Host factors interact with the murine norovirus genome during virus replication in cell culture. RAW264.7 cells were infected with MNV-1 at a multiplicity of infection of 1 TCID₅₀ per cell for 15 h, followed by lysis and immunoprecipitation using antisera to either host factors identified using the riboproteomics approach described in the text (anti-HP [αHP]), control rabbit IgG (αCtrl, used for La, PCBP, YBX1, and HSP90), or antisera to GAPDH (αCtrl, used for PTB, DDX3, HuR, and Talin-1). Following immunoprecipitation, any associated RNA was purified, and RT-PCR amplification was performed to identify the presence of viral RNA, as described in the text.
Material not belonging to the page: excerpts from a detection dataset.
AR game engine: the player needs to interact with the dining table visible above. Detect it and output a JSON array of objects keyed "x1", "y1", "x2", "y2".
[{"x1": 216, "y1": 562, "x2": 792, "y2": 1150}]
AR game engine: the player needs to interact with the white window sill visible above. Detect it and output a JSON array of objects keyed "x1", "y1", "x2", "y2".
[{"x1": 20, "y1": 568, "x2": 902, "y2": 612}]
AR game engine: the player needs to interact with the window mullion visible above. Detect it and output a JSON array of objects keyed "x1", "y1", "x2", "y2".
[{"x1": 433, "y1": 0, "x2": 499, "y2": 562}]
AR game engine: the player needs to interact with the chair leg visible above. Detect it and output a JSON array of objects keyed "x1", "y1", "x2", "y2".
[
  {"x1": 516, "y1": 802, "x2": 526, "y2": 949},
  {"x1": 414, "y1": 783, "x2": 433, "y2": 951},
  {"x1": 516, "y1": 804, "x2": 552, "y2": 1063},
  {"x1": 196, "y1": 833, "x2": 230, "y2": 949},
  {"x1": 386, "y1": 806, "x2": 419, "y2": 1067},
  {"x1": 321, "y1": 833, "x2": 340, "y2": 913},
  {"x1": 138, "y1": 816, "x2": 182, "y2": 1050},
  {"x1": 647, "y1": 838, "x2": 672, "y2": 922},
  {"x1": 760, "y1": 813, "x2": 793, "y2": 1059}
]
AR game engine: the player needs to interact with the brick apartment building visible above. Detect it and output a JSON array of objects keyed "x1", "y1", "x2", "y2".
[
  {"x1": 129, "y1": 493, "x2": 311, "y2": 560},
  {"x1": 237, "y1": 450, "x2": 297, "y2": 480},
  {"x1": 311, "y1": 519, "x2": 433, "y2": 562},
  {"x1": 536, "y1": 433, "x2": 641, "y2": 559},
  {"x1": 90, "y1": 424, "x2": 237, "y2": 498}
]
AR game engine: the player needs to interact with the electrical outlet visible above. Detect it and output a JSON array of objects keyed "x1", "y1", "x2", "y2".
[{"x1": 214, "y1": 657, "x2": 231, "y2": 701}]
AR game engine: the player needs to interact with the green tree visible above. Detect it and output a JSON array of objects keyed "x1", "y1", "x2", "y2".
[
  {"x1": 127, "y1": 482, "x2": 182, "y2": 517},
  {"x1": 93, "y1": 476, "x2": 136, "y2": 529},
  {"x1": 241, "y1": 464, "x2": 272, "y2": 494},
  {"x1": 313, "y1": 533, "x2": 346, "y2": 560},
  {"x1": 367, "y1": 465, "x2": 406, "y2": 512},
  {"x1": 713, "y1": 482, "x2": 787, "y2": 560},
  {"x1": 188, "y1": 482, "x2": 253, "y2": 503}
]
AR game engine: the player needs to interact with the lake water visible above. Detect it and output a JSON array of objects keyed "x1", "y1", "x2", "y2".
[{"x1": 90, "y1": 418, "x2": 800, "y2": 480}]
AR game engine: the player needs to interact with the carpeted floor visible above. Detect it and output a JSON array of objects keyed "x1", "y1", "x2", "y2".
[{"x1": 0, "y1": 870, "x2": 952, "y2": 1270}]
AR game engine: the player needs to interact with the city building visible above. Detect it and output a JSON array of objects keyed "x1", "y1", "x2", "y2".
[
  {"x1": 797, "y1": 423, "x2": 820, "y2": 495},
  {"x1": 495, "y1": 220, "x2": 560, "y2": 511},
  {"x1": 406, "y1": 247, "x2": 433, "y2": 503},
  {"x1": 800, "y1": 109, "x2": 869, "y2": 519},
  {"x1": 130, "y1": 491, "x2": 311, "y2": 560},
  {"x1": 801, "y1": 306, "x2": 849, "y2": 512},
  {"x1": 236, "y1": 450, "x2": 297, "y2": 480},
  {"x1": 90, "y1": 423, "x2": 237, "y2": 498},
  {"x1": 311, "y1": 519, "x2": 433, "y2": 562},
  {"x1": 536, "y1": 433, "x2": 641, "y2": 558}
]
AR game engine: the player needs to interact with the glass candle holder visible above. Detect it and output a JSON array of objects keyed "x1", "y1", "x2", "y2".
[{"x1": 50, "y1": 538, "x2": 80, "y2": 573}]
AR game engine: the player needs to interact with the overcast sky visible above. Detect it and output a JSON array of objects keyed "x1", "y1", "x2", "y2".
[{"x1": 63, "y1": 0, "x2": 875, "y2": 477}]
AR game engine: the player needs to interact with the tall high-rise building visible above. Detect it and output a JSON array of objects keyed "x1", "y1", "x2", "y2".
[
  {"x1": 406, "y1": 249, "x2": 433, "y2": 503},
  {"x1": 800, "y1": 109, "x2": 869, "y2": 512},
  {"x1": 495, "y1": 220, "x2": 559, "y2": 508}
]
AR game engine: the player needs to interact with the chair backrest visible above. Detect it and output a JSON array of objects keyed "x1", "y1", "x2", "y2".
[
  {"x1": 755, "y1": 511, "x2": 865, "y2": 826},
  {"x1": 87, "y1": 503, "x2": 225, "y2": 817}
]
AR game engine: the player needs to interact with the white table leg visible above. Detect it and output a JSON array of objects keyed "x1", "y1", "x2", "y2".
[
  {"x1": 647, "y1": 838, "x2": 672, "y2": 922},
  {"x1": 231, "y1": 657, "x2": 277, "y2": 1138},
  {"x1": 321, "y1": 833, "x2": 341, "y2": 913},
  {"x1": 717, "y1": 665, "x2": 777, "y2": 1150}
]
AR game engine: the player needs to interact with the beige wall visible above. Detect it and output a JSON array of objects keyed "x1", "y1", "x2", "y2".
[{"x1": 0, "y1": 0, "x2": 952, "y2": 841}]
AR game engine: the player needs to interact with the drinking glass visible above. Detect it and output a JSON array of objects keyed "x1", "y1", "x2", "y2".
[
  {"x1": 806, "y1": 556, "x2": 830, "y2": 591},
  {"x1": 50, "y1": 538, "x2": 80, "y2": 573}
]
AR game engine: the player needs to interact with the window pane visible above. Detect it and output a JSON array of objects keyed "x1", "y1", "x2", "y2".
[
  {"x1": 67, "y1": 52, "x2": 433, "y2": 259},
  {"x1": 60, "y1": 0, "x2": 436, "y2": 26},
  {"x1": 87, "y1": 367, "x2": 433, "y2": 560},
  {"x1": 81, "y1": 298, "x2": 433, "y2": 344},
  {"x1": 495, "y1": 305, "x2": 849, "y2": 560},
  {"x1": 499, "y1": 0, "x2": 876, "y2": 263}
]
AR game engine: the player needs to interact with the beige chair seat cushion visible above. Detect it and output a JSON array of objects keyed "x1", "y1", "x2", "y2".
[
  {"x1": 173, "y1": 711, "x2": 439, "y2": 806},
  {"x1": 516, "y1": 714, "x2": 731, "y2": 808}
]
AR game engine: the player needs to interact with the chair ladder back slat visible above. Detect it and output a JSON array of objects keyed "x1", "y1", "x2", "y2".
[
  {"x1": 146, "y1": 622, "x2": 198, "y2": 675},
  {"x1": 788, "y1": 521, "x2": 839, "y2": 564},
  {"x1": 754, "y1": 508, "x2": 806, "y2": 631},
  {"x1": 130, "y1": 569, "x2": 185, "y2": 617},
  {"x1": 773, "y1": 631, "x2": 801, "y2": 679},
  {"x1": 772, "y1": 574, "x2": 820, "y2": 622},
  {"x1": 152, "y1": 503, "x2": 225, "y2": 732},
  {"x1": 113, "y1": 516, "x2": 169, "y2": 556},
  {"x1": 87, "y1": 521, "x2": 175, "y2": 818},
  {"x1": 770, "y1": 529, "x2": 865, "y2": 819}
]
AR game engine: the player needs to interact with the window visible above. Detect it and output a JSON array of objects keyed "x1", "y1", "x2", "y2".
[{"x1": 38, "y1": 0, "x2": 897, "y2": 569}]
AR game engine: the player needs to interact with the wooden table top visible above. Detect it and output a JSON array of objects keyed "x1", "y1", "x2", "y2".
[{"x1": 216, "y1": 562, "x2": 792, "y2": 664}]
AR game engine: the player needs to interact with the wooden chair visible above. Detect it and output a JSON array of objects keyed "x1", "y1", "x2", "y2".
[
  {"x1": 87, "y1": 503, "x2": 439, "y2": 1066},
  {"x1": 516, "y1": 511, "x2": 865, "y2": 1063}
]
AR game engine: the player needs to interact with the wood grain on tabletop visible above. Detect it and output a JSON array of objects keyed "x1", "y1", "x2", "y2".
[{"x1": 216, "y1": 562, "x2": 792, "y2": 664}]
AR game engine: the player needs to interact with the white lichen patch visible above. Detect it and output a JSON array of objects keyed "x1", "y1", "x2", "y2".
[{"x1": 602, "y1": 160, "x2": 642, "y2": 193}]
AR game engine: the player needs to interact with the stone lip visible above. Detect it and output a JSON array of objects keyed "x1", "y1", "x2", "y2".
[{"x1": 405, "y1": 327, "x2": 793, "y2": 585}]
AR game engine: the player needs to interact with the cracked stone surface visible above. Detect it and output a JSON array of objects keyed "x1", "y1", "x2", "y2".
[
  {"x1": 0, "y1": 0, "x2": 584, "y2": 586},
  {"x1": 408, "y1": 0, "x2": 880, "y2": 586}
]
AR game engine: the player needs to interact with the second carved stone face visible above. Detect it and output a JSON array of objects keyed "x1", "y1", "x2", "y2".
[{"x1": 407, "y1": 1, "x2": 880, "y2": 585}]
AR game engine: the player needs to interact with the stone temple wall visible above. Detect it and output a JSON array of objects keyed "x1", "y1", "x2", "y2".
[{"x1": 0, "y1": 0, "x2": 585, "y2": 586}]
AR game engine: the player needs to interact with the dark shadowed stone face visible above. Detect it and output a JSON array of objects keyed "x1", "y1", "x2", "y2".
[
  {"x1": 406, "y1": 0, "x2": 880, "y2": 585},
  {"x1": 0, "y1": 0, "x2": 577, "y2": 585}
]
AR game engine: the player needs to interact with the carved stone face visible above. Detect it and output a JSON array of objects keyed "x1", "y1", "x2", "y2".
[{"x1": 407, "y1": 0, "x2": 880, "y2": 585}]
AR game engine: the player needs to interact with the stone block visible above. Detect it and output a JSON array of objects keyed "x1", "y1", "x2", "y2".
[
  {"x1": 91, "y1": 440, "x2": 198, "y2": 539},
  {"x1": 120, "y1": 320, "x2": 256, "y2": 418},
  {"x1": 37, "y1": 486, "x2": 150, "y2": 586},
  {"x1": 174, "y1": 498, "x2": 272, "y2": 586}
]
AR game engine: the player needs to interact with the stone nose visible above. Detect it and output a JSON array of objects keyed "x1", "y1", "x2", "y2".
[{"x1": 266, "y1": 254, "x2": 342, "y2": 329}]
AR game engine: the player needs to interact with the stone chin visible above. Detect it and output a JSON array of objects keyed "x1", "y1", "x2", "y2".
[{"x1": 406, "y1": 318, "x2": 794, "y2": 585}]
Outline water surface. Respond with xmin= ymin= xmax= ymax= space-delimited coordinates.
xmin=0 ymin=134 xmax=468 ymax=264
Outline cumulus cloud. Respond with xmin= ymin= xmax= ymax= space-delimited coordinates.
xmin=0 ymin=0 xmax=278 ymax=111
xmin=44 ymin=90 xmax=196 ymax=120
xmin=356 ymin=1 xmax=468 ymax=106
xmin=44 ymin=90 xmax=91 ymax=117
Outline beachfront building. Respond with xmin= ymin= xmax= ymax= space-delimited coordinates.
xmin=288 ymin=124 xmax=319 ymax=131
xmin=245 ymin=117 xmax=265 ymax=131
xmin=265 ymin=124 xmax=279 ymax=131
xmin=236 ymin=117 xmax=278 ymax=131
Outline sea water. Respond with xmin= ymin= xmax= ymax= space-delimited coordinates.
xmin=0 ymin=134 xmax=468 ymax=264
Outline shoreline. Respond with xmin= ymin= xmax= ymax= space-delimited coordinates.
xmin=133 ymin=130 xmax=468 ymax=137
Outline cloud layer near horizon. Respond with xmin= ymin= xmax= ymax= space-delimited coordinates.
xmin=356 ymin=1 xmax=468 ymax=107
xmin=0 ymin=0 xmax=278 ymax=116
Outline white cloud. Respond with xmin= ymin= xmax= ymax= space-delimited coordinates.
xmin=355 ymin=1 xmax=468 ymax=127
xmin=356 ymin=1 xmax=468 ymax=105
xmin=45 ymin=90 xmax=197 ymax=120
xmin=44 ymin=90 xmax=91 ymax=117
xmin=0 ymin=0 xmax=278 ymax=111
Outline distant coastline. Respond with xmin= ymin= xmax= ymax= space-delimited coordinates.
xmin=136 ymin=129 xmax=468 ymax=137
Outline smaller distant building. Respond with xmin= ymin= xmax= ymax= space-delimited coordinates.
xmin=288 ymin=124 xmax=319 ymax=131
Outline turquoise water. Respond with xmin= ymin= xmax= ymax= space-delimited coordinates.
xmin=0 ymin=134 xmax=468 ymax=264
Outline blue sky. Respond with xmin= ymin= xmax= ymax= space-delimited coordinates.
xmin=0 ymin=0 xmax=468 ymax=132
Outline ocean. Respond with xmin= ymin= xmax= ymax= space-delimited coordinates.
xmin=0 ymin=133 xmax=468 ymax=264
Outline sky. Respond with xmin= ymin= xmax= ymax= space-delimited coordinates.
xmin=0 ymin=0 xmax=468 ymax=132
An aliquot of the starting material (input) was used to confirm efficient infection and replication.

Fig 5

Confocal analysis of the localization of host factors during murine norovirus replication in cell culture. The murine microglial cell line BV-2 was infected with MNV-1 at a multiplicity of infection of 5 TCID₅₀ per cell, and the infection was allowed to proceed for 12 h. After infection, cells were fixed, permeabilized, and stained with antisera to either the viral protein VPg, viral double-stranded RNA (dsRNA), or various host factors. DAPI staining was used to stain the nuclear DNA. The “Col. points” column highlights the positions of overlapping signals between the viral and cellular antigens generated using the ImageJ colocalization plugin. Bar, 10 μm.

Fig 6

siRNA-mediated reductions in intracellular levels of PTB, La, or DDX3 inhibit murine norovirus. The murine microglial cell line BV-2 was transfected with either nonspecific siRNA (Nsp) or siRNA duplexes targeting La (A), PTB (B), or DDX3 (C). At 12 h posttransfection, the cells were infected with MNV-1 at a multiplicity of infection of 0.5 TCID₅₀ per cell. Total infectious virus production and the levels of viral RNA were then determined at various time points postinfection, as indicated by the TCID₅₀ and RT-quantitative PCR results, respectively. The data were plotted versus the control cells, which were transfected with a nonspecific siRNA control (NSP). In each graph, the percentage value refers to the relative amount of viral RNA or infectious units, expressed as a percentage of the control at that time point. Each experiment was performed using three independent biological repeats and in at least three independent experiments. The data presented are from a single representative data set along with the standard deviations. Western blot analysis was performed using a chemiluminescence-based detection system, and protein expression was quantified using densitometry. In each case, samples were normalized to the levels of GAPDH and the viral NS7 levels expressed relative to the levels observed in cells transfected with nonspecific siRNA control (NSP). Statistical analyses were performed by two-way analysis of variance with Bonferroni's posttest. *, P < 0.05; ***, P < 0.001.